Fix: Edit monitor.py to filter events more strictly:

if event_type == "fallback_success" and "rate_limit" in str(data):
    git_commit_and_tag(model, event_type)

Commits Are Empty

Cause: No files changed when model switches

Fix: This is expected if Claude was just thinking/planning. The commit preserves the moment of switch even if no code changed.

Review Script Shows No Tags

Cause: Monitor not creating tags, or tags were deleted

Fix:

  1. Check monitor is running: curl http://localhost:5000/health
  2. Check git tag creation: git tag -l "model-*"
  3. Manually test webhook: see "Testing" section above

Future Enhancements

If this proves useful, consider:

  1. Automated Testing on Fallback

    • Run test suite before accepting fallback
    • Auto-rollback if tests fail
  2. Cost Tracking

    • Log token usage by model
    • Generate cost reports
  3. Context Preservation

    • Save conversation state before switch
    • Replay context to new model
  4. Smart Routing

    • Route by task type (coding vs docs vs planning)
    • Use cheaper models for simple tasks
  5. Web Dashboard

    • Real-time monitoring UI
    • Visual git history by model
    • One-click accept/rollback

But: Keep it simple. The current solution solves the core problem without over-engineering.

Why This Works

  1. Existing Tools: LiteLLM handles the hard parts (API compatibility, rate limit detection)
  2. Simple State: Git commits are the only state, no databases
  3. Manual Review: Human judgment for code quality, not automated merges
  4. Minimal Code: Easy to understand, debug, and modify

Total maintenance burden: ~2 hours/month for a solo developer.

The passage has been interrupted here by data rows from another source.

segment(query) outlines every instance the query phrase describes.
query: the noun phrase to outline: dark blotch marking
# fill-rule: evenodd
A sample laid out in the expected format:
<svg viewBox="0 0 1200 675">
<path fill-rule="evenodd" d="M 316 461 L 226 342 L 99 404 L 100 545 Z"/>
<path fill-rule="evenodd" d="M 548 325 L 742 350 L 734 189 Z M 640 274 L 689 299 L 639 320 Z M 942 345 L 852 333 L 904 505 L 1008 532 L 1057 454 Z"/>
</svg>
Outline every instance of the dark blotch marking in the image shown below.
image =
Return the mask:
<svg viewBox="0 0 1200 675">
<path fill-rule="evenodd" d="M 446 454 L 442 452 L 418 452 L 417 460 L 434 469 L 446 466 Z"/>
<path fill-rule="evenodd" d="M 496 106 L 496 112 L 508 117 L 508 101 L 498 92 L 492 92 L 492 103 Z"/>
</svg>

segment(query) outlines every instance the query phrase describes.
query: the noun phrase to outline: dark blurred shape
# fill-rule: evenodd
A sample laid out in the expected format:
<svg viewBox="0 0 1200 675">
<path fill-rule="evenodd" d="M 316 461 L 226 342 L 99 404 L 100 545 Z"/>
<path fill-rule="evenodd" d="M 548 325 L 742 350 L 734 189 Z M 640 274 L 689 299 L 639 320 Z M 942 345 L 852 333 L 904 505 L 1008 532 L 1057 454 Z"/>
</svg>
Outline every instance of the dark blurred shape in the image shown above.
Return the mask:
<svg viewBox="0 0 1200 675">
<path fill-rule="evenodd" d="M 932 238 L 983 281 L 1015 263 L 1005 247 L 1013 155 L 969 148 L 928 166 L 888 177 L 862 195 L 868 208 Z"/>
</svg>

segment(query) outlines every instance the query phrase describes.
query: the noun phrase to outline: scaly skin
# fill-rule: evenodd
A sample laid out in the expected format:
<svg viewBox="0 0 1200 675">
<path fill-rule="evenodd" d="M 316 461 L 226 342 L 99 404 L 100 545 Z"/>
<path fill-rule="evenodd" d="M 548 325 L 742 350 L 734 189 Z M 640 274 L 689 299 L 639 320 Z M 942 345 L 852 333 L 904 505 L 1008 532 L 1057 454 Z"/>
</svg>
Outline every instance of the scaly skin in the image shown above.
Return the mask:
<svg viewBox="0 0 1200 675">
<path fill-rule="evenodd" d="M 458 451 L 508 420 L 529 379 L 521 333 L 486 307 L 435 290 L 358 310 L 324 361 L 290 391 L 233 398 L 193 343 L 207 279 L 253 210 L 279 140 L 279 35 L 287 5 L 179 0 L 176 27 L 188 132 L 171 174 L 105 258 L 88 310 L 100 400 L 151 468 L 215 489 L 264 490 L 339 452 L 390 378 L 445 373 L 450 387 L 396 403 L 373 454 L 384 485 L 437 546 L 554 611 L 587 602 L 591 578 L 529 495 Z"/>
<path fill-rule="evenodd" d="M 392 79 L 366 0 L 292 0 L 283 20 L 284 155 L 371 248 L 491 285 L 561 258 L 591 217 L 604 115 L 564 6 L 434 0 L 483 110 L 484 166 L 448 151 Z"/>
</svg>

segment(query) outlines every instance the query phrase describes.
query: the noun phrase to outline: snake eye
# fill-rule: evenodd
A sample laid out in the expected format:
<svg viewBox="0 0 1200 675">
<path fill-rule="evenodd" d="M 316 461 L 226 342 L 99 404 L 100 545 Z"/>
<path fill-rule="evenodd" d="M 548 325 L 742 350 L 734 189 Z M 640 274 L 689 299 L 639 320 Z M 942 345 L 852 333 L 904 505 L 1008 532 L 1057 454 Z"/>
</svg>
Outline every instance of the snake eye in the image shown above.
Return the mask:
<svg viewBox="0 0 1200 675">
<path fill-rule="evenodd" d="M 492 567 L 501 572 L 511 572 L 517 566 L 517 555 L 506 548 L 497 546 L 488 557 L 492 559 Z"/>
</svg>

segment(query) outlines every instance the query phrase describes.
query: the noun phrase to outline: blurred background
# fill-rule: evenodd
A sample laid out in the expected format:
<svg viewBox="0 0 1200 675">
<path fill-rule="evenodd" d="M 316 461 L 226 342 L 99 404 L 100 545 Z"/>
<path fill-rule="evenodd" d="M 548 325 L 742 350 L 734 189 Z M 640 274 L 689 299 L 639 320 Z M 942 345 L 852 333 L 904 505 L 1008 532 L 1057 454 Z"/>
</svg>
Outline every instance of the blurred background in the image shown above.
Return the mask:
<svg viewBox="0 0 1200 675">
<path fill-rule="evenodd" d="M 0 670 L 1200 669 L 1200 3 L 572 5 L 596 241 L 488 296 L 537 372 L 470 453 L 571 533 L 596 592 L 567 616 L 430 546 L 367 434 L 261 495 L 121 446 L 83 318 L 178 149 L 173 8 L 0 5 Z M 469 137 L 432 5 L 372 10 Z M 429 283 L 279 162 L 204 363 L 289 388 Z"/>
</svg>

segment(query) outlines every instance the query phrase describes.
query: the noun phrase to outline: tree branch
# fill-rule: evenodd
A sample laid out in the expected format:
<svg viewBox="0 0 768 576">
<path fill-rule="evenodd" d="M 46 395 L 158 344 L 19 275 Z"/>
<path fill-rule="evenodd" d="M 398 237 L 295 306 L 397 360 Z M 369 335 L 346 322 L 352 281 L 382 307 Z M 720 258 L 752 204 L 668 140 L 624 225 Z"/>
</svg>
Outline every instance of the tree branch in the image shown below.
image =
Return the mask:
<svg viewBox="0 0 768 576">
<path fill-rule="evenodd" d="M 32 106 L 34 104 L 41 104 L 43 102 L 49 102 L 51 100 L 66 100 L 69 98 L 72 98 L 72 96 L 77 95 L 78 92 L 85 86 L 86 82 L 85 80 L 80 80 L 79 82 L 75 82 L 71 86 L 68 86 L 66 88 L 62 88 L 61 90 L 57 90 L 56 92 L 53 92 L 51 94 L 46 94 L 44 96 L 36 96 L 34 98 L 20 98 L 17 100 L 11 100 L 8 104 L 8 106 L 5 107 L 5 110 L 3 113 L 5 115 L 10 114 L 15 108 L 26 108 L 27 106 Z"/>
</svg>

Comparison to Original Implementation

Aspect Original New
Lines of Code ~2,500 ~150
External Dependencies Custom orchestrator LiteLLM (maintained)
Complexity High (nested branches, sessions) Low (tags, commits)
API Interception ❌ Subprocess wrapper ✅ HTTP proxy
Setup Time Hours Minutes
Maintenance High Minimal
Works with Claude Code ❌ No ✅ Yes

License

MIT - Do whatever you want with this code.